The algebraic method we will use is very similar to the method we used to solve rational inequalities. We will find the critical points for the inequality, which will be the solutions to the related quadratic equation. Remember a polynomial expression can change signs only where the expression is zero.

We will use the critical points to divide the number line into intervals and then determine whether the quadratic expression willl be postive or negative in the interval. We then determine the solution for the inequality.

Example 9.66

How To Solve Quadratic Inequalities Algebraically

Solve $x^{2} - x - 12 \geq 0$ algebraically. Write the solution in interval notation.

Solution

This figure is a table giving the instructions for solving x squared minus x minus 12 greater than or equal to 0 algebraically. It consists of 3 columns where the instructions are given in the first column, the explanation in the second, and the work in the third. Step 1 is to write the quadratic inequality in standard form. The quadratic inequality in already in standard form, so x squared minus x minus 12 greater than or equal to 0.

Step 3 is to use the critical points to divide the number line into intervals. Use negative 3 and 4 to divide the number line into intervals. A number line is shown that includes from left to right the values of negative 3, 0, and 4, with dotted lines on negative 3 and 4.

Step 4 says above the number line show the sign of each quadratic expression using test points from each interval substituted into the original inequality. X equals negative 5, x equals 0, and x equals 5 are chosen to test. The expression negative x squared minus x minus 12 is given with negative 5 squared minus negative 5 minus 12 underneath, which gives 18. The expression negative x squared minus x minus 12 is given with 0 squared minus 0 minus 12 underneath, which gives 12. The expression negative x squared minus x minus 12 is given with 5 squared minus 5 minus 12 underneath, which gives 8.

For Step 5, determine the intervals where the inequality is correct. Write the solution in interval notation. x squared minus x minus 12 greater than or equal to 0 is shown. The inequality is positive in the first and last intervals and equals 0 at the points negative 4, 3 . The solution, in interval notation, is (negative infinity, negative 3] in union with [4, infinity).

Try It 9.131

Solve $x^{2} + 2 x - 8 \geq 0$ algebraically. Write the solution in interval notation.

Try It 9.132

Solve $x^{2} - 2 x - 15 \leq 0$ algebraically. Write the solution in interval notation.

In this example, since the expression $x^{2} - x - 12$ factors nicely, we can also find the sign in each interval much like we did when we solved rational inequalities.
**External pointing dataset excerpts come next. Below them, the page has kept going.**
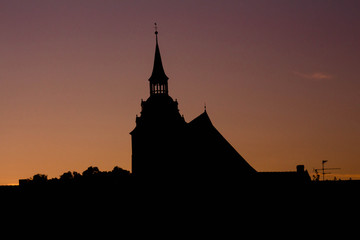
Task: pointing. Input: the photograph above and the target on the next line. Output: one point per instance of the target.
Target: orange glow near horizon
(280, 80)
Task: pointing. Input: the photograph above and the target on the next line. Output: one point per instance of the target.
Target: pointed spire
(158, 74)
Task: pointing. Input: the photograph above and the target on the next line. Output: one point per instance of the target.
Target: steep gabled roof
(215, 151)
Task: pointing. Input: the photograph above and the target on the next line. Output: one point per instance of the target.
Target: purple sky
(279, 78)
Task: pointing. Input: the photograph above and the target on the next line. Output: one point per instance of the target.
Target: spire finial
(156, 32)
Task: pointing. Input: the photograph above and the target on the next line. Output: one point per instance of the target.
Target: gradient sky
(280, 80)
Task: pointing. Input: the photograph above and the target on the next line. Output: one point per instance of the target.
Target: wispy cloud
(315, 75)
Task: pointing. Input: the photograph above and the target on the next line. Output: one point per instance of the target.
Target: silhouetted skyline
(279, 80)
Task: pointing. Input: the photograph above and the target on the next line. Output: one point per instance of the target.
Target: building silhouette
(165, 145)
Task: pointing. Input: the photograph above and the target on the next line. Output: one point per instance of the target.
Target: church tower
(157, 137)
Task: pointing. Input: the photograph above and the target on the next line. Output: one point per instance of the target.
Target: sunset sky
(280, 80)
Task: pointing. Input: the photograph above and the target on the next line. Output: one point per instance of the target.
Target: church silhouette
(165, 145)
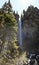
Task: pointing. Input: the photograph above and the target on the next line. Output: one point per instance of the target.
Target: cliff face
(8, 35)
(30, 24)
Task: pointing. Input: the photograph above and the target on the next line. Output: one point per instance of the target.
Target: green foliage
(30, 22)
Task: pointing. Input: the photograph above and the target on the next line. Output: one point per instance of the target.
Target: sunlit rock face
(28, 36)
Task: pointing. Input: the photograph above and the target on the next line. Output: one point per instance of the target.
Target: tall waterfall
(20, 32)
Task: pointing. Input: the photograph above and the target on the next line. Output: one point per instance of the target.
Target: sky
(20, 5)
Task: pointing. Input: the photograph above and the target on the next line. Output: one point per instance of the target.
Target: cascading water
(20, 32)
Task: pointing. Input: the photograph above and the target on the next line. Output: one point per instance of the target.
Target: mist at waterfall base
(20, 33)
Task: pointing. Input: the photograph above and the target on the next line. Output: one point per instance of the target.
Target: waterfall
(20, 32)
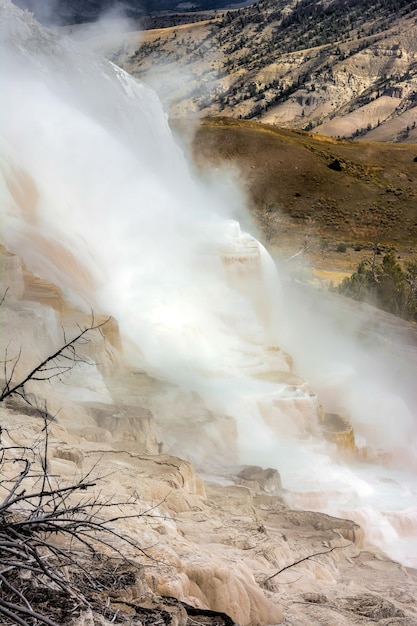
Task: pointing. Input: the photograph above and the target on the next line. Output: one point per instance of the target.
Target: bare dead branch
(306, 558)
(50, 367)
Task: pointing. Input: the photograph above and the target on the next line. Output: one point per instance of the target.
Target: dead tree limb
(305, 558)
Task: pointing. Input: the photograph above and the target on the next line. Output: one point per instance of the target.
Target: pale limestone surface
(218, 538)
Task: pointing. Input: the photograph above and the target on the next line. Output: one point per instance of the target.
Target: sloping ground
(342, 70)
(316, 193)
(215, 549)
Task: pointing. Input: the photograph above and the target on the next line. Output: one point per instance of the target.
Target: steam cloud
(98, 198)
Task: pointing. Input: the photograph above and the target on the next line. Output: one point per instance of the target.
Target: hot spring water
(99, 199)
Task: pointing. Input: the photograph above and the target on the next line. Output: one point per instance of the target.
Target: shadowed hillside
(343, 69)
(319, 193)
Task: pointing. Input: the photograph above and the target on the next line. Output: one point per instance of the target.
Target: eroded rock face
(228, 543)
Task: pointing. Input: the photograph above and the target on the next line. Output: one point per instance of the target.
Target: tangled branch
(53, 366)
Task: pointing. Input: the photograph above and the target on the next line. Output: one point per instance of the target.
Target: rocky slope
(217, 543)
(344, 70)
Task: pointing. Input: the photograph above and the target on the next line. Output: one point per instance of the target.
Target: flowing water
(98, 198)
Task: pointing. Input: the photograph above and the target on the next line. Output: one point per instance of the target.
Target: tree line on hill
(389, 286)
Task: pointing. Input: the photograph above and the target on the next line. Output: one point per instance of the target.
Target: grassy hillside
(316, 193)
(344, 69)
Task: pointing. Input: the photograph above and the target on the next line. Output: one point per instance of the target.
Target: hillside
(314, 193)
(340, 69)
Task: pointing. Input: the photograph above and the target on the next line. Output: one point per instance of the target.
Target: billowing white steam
(97, 197)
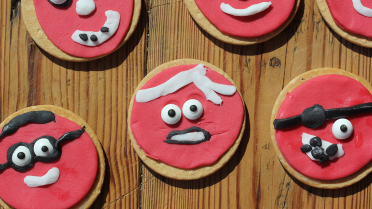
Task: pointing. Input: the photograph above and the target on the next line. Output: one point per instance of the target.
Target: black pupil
(44, 148)
(343, 128)
(193, 108)
(21, 155)
(171, 113)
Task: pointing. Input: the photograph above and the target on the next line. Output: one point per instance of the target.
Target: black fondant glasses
(22, 156)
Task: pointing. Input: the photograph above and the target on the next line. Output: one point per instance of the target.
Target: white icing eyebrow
(195, 75)
(358, 6)
(91, 38)
(251, 10)
(85, 7)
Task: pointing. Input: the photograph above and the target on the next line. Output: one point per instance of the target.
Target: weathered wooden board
(99, 91)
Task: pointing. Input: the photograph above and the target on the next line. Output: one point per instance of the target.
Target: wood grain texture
(99, 92)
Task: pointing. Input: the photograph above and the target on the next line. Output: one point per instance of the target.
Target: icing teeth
(93, 38)
(104, 29)
(83, 37)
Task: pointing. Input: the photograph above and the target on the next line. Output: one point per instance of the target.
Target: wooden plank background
(99, 91)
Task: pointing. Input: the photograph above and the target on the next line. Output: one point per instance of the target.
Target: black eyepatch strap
(315, 116)
(40, 117)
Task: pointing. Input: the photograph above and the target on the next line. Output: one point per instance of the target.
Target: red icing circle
(60, 23)
(329, 91)
(223, 122)
(250, 26)
(77, 166)
(349, 19)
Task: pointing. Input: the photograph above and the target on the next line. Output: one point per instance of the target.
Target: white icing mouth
(358, 6)
(90, 38)
(49, 178)
(191, 137)
(251, 10)
(306, 140)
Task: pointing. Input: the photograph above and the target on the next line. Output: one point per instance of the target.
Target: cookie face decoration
(322, 126)
(94, 27)
(186, 116)
(47, 161)
(249, 21)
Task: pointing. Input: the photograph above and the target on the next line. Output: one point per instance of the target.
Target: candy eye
(43, 148)
(60, 3)
(192, 109)
(171, 114)
(21, 156)
(342, 129)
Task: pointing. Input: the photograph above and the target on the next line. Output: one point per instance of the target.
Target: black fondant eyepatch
(315, 116)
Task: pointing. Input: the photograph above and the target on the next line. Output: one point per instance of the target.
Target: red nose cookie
(321, 128)
(243, 22)
(80, 30)
(349, 19)
(50, 159)
(186, 119)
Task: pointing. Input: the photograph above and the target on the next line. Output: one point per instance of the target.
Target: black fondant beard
(207, 136)
(315, 116)
(57, 151)
(40, 117)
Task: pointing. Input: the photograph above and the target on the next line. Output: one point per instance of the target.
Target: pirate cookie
(186, 119)
(80, 30)
(243, 22)
(50, 159)
(321, 127)
(349, 18)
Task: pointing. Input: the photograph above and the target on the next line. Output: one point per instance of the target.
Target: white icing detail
(49, 178)
(358, 6)
(165, 116)
(193, 136)
(112, 23)
(39, 144)
(58, 1)
(336, 131)
(85, 7)
(251, 10)
(195, 75)
(190, 114)
(21, 162)
(306, 140)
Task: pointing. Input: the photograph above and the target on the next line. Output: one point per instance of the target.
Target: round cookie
(54, 139)
(298, 123)
(347, 30)
(176, 131)
(56, 38)
(243, 30)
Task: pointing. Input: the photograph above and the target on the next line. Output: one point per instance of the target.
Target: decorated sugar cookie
(243, 22)
(321, 128)
(349, 18)
(80, 30)
(186, 119)
(50, 159)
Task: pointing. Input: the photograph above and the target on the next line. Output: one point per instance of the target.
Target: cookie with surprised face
(50, 159)
(80, 30)
(349, 18)
(186, 119)
(243, 22)
(321, 128)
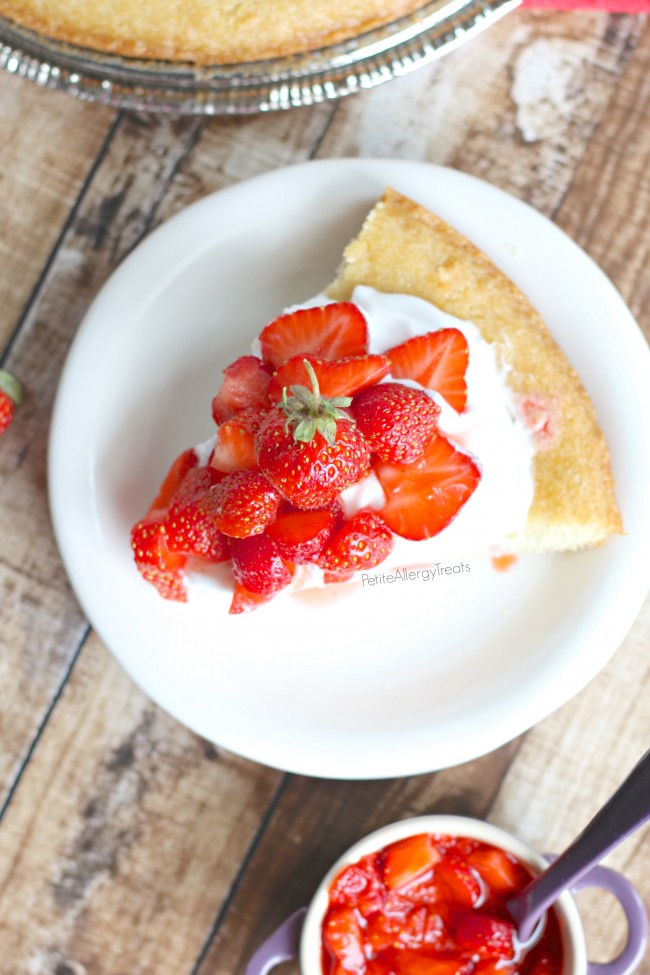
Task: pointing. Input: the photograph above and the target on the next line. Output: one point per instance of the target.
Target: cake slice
(403, 248)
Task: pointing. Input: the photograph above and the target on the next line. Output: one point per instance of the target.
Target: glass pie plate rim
(238, 89)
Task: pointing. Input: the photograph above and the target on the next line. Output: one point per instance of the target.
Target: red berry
(245, 383)
(424, 497)
(190, 526)
(244, 601)
(397, 421)
(341, 377)
(243, 503)
(235, 444)
(157, 565)
(11, 395)
(362, 543)
(302, 535)
(332, 331)
(258, 566)
(310, 448)
(438, 361)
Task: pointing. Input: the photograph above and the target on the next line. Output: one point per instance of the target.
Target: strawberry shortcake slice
(418, 409)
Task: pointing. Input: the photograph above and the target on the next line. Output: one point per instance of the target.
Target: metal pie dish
(182, 88)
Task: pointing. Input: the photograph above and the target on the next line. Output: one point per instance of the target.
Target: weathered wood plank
(49, 144)
(124, 835)
(141, 168)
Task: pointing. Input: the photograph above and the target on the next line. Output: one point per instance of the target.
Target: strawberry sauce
(433, 905)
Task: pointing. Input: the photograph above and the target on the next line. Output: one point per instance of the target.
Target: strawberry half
(244, 601)
(235, 444)
(438, 361)
(309, 447)
(397, 421)
(301, 536)
(332, 331)
(242, 504)
(258, 566)
(424, 497)
(362, 543)
(190, 526)
(343, 377)
(157, 565)
(245, 383)
(11, 395)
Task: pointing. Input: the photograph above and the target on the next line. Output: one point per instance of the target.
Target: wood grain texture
(124, 835)
(49, 145)
(127, 844)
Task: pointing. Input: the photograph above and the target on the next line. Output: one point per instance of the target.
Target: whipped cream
(489, 429)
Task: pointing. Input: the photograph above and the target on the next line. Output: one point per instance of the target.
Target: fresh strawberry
(342, 937)
(459, 880)
(362, 543)
(359, 885)
(157, 565)
(488, 937)
(244, 601)
(243, 503)
(437, 360)
(310, 448)
(11, 396)
(397, 421)
(407, 860)
(341, 377)
(423, 498)
(173, 480)
(302, 535)
(258, 566)
(245, 383)
(500, 871)
(235, 445)
(190, 525)
(332, 331)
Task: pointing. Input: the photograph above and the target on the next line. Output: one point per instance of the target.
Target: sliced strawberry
(235, 445)
(407, 860)
(342, 377)
(332, 331)
(396, 421)
(184, 463)
(243, 503)
(302, 535)
(486, 936)
(244, 601)
(157, 565)
(257, 565)
(360, 886)
(500, 871)
(362, 543)
(409, 962)
(437, 360)
(190, 526)
(424, 497)
(459, 880)
(245, 383)
(342, 937)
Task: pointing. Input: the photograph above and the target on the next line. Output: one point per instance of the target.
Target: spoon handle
(627, 809)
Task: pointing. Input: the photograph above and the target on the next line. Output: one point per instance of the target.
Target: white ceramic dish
(367, 683)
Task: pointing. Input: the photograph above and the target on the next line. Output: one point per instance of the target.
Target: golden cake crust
(403, 248)
(205, 31)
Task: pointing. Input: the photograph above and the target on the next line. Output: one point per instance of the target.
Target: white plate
(379, 682)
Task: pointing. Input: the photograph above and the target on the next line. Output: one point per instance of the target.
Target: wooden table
(127, 844)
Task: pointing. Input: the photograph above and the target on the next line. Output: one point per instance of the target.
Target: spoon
(627, 809)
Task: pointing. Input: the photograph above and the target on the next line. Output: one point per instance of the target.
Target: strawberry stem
(309, 413)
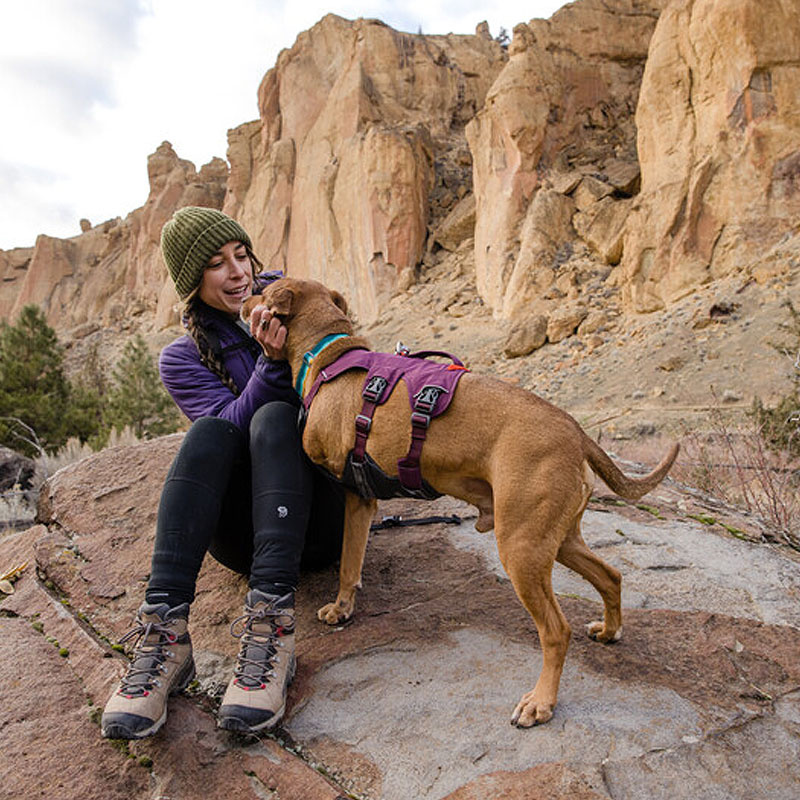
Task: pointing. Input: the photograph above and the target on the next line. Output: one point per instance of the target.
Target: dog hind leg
(529, 566)
(358, 515)
(575, 554)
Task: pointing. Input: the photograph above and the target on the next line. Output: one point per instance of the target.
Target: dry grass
(74, 450)
(732, 462)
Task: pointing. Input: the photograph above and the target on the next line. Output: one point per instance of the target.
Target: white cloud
(89, 88)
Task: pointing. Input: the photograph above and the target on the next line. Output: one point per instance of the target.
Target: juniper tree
(33, 387)
(136, 398)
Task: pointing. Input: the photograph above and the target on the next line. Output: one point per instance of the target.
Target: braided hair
(191, 319)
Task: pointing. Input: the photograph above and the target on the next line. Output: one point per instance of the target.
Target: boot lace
(148, 657)
(258, 650)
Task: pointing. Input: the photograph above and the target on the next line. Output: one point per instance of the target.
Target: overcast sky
(89, 88)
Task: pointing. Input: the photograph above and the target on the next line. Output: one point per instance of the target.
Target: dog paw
(530, 712)
(333, 614)
(597, 631)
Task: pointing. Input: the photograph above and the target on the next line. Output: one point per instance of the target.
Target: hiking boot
(162, 665)
(256, 696)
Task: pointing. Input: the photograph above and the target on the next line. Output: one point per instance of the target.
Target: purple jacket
(198, 392)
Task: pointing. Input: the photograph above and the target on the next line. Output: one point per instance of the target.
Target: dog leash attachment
(396, 521)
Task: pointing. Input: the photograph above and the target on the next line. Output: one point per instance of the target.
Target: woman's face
(228, 279)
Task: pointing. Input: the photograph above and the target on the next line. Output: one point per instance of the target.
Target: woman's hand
(269, 332)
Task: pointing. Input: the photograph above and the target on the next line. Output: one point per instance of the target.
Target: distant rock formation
(613, 149)
(555, 148)
(719, 145)
(360, 148)
(113, 270)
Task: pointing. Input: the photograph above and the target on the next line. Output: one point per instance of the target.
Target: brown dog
(523, 463)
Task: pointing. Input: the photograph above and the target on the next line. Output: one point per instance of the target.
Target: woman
(240, 488)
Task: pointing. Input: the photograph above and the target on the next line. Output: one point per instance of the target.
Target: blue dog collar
(308, 360)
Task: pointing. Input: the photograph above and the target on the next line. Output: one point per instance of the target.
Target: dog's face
(290, 299)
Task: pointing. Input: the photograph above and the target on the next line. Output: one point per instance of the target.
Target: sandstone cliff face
(719, 145)
(554, 146)
(114, 270)
(360, 146)
(624, 150)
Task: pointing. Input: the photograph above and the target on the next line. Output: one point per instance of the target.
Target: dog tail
(621, 484)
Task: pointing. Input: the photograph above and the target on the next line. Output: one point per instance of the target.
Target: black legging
(258, 506)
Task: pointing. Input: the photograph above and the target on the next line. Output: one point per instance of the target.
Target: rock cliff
(718, 133)
(113, 271)
(359, 151)
(633, 149)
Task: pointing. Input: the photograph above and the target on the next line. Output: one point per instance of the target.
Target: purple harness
(430, 389)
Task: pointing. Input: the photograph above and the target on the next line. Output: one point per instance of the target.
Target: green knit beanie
(189, 240)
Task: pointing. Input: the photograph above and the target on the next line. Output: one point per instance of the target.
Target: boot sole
(232, 723)
(118, 729)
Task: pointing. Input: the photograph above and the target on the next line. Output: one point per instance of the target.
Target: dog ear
(339, 301)
(282, 301)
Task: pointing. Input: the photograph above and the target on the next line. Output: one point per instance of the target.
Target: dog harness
(431, 386)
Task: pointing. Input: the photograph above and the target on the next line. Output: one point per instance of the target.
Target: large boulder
(438, 652)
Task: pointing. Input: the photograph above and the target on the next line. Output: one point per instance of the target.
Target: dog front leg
(358, 514)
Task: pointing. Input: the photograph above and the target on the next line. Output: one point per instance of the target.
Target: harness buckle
(420, 420)
(375, 388)
(363, 424)
(425, 399)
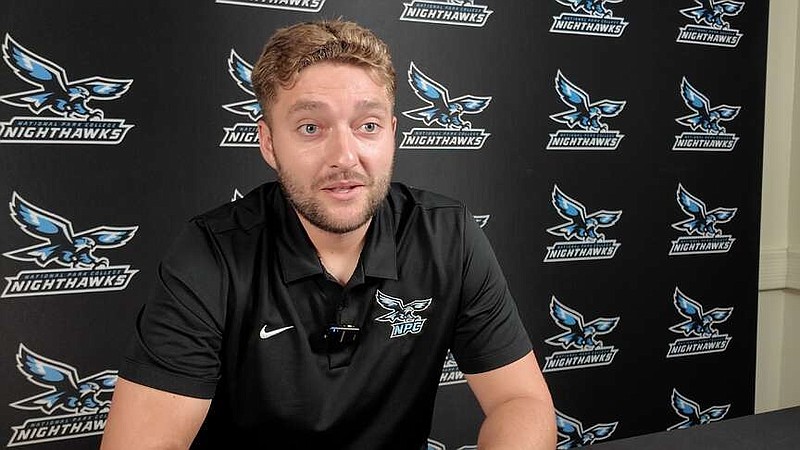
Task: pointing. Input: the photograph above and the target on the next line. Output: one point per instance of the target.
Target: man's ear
(265, 143)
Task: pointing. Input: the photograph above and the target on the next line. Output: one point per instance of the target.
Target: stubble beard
(314, 211)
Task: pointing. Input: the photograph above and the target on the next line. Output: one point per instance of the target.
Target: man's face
(331, 141)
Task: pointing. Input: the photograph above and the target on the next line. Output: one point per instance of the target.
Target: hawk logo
(589, 17)
(61, 246)
(589, 242)
(402, 317)
(75, 122)
(451, 374)
(710, 27)
(289, 5)
(690, 412)
(449, 12)
(701, 336)
(79, 399)
(574, 435)
(592, 134)
(579, 341)
(447, 126)
(707, 134)
(703, 236)
(242, 134)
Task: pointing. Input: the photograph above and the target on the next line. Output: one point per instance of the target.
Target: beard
(315, 212)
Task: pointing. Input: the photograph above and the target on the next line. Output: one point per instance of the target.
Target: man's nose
(342, 148)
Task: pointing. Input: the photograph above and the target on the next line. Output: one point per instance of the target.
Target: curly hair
(293, 48)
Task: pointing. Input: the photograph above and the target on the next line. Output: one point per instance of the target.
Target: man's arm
(144, 418)
(517, 404)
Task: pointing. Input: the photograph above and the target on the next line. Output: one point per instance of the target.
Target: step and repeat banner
(610, 150)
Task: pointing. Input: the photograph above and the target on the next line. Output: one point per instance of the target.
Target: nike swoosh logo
(264, 334)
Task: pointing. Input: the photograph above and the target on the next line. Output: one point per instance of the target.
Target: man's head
(327, 93)
(296, 47)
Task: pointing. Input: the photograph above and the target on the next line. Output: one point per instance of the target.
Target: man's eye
(309, 128)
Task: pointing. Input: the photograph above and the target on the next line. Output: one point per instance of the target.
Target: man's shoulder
(243, 214)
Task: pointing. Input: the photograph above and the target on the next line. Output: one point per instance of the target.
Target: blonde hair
(296, 47)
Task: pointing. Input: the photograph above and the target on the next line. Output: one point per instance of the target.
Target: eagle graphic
(54, 92)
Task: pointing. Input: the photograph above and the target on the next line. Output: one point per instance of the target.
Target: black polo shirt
(241, 304)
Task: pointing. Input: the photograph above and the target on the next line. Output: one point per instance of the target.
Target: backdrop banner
(611, 151)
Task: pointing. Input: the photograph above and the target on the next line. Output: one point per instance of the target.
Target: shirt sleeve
(178, 335)
(489, 333)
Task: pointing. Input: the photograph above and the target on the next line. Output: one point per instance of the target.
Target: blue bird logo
(65, 389)
(712, 12)
(55, 92)
(581, 226)
(690, 410)
(575, 436)
(701, 222)
(699, 323)
(584, 113)
(241, 73)
(593, 7)
(61, 245)
(579, 334)
(441, 109)
(704, 117)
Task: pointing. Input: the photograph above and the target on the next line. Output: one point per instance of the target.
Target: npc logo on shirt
(402, 316)
(703, 236)
(445, 118)
(707, 132)
(581, 343)
(583, 239)
(63, 112)
(709, 25)
(585, 119)
(82, 270)
(589, 17)
(288, 5)
(451, 374)
(242, 134)
(692, 415)
(698, 328)
(575, 435)
(69, 406)
(448, 12)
We find the sign of each of the factors, and then the sign of the product. Our number line would like this:

The figure shows the expression x squared minus x minus 12 factored to the quantity of x plus 3 times the quantity of x minus 4. The image shows a number line showing dotted lines on negative 3 and 4. It shows the signs of the quantity x plus 3 to be negative, positive, positive, and the signs of the quantity x minus 4 to be negative, negative, positive. Under the number line, it shows the quantity x plus 3 times the quantity x minus 4 with the signs positive, negative, positive.

The result is the same as we found using the other method.

We summarize the steps here.

How To

Solve a quadratic inequality algebraically.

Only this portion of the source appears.